Class OGBDatasetLoader<T>
Loads datasets from the Open Graph Benchmark (OGB) for standardized evaluation.
public class OGBDatasetLoader<T> : GraphDataLoaderBase<T>, IGraphDataLoader<T>, IDataLoader<T>, IResettable, ICountable, IBatchIterable<GraphData<T>>
Type Parameters
TThe numeric type used for calculations, typically float or double.
- Inheritance
-
OGBDatasetLoader<T>
- Implements
-
IDataLoader<T>
- Inherited Members
- Extension Methods
Remarks
The Open Graph Benchmark (OGB) is a collection of realistic, large-scale graph datasets with standardized evaluation protocols for graph machine learning research.

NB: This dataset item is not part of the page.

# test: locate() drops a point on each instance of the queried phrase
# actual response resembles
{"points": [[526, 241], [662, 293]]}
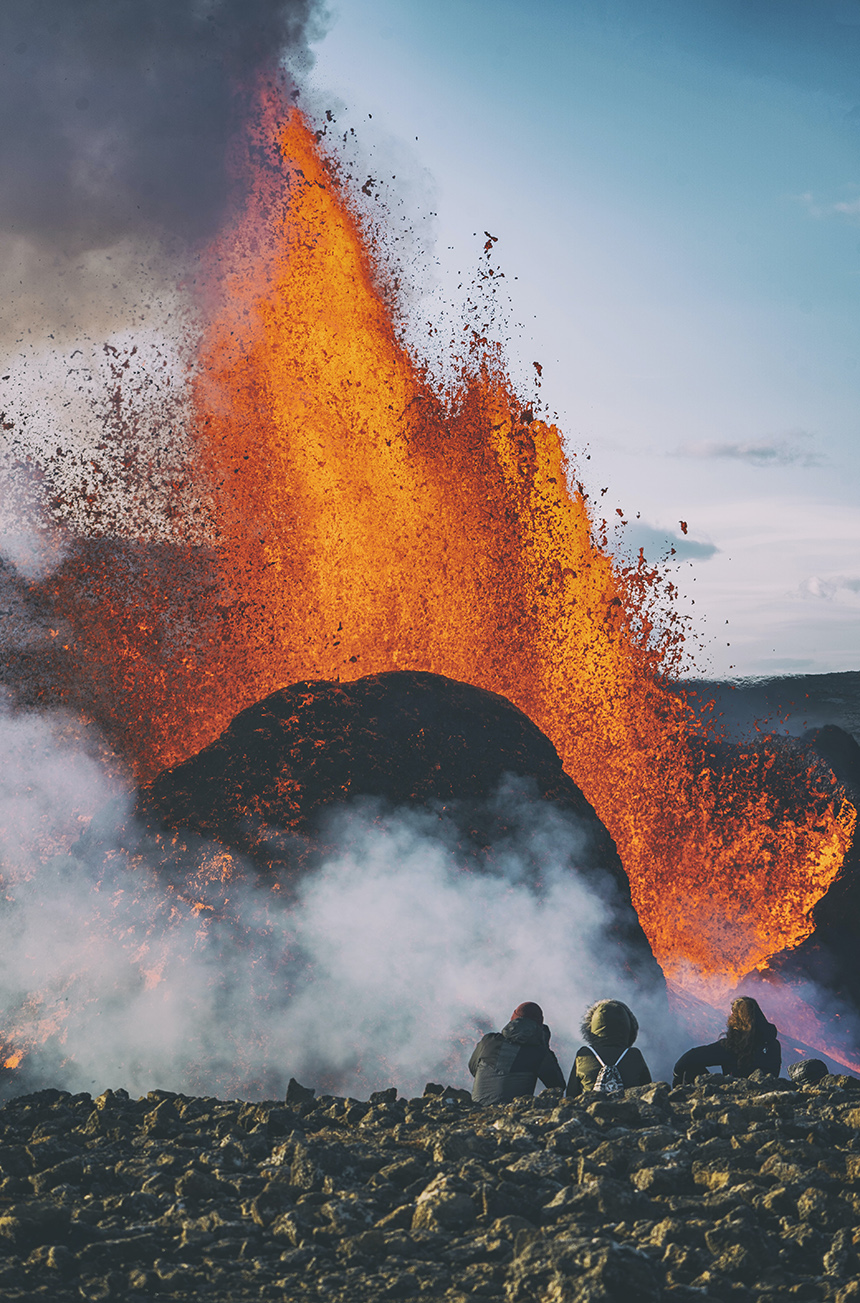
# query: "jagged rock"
{"points": [[546, 1200]]}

For Beginners: OGB provides standard benchmarks for fair comparison.
What is OGB?
- Collection of real-world graph datasets
- Standardized train/val/test splits
- Automated evaluation metrics
- Enables fair comparison between different GNN methods
Why OGB matters:
- Reproducibility: Everyone uses same data splits
- Realism: Real-world graphs, not toy datasets
- Scale: Large graphs that test scalability
- Diversity: Multiple domains and tasks
OGB Dataset Categories:
1. Node Property Prediction:
- ogbn-arxiv: Citation network (169K papers)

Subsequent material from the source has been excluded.